Frankly, if you think a “no guns” sign is automatically going to stop criminals from carrying a firearm, you’ve got much bigger problems with the size of the sign.
This lawsuit is a pretty blatant attempt to not only make it easier for establishments to legally ban guns from their property, but to actually encourage businesses to take that step.
As for the claim that former Texas Land Commissioner Jerry Patterson intentionally designed the signage to make it a burden to post, he calls the claim “bogus“.
“They’re complaining that the sign is too prominent essentially,” Patterson told Houston Public Media. “But if it’s that important to them, would they feel good with a two-inch-by-two-inch sign that had a handgun with a red circle around it and a red diagonal bar across it that nobody’s going to see?”
He also pointed out that the signs are not actually required. Gun carriers must leave a property if the owner tells them verbally that firearms are not welcome.
The lawsuit addresses this by saying that it would be impractical to advise each person who enters and would require hiring an employee just to do that.
“Decisions about how to protect worshippers and create a welcome environment are important to any congregation, and the requirements we’re challenging make those decisions far more complicated,” Bruce Beisner, minister of Bay Area Unitarian Universalist Church, said in a statement. “Our hope is to make it easier for houses of worship across the state to put in place the practices around firearms that make sense for them.”
Or, you know, you can just post the required signage and then the problem disappears.

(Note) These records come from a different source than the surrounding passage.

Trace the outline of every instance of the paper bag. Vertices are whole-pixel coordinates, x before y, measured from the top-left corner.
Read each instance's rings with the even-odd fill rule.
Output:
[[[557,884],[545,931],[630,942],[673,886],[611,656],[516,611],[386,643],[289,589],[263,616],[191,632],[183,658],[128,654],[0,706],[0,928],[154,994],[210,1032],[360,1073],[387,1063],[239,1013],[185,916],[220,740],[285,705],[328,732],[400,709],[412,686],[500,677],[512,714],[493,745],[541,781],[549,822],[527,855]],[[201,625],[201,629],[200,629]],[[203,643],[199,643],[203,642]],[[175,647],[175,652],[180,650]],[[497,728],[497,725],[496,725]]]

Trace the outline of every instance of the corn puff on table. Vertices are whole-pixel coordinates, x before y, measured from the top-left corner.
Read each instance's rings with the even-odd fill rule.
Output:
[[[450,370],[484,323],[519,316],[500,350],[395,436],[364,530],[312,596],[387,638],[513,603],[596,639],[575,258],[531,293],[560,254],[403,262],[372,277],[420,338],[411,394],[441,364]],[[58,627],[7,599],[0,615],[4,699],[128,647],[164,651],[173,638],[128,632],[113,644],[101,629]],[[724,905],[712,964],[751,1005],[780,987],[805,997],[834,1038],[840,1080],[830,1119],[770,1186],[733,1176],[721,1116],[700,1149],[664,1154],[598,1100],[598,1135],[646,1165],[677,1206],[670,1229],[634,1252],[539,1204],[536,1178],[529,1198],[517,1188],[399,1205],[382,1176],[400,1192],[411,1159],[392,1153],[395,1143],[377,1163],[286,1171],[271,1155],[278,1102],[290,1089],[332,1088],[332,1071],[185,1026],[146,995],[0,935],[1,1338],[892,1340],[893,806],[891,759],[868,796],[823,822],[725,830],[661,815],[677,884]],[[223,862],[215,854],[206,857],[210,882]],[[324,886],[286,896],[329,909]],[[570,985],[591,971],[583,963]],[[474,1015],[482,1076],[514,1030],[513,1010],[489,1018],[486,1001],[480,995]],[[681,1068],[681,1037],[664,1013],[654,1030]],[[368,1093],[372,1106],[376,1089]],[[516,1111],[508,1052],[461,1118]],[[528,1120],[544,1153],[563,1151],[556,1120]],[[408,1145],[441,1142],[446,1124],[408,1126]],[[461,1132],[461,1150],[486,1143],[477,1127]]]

I suspect that this lawsuit isn’t going anywhere, but for Texas gun owners it should be another warning sign that Michael Bloomberg’s anti-gun group has its eyes on the Lone Star State. The group is already spending millions of dollars this election cycle in an attempt to flip the state House, and if they get a foothold in the legislature, expect a spate of gun control legislation to be filed along with their anti-Second Amendment lawsuits.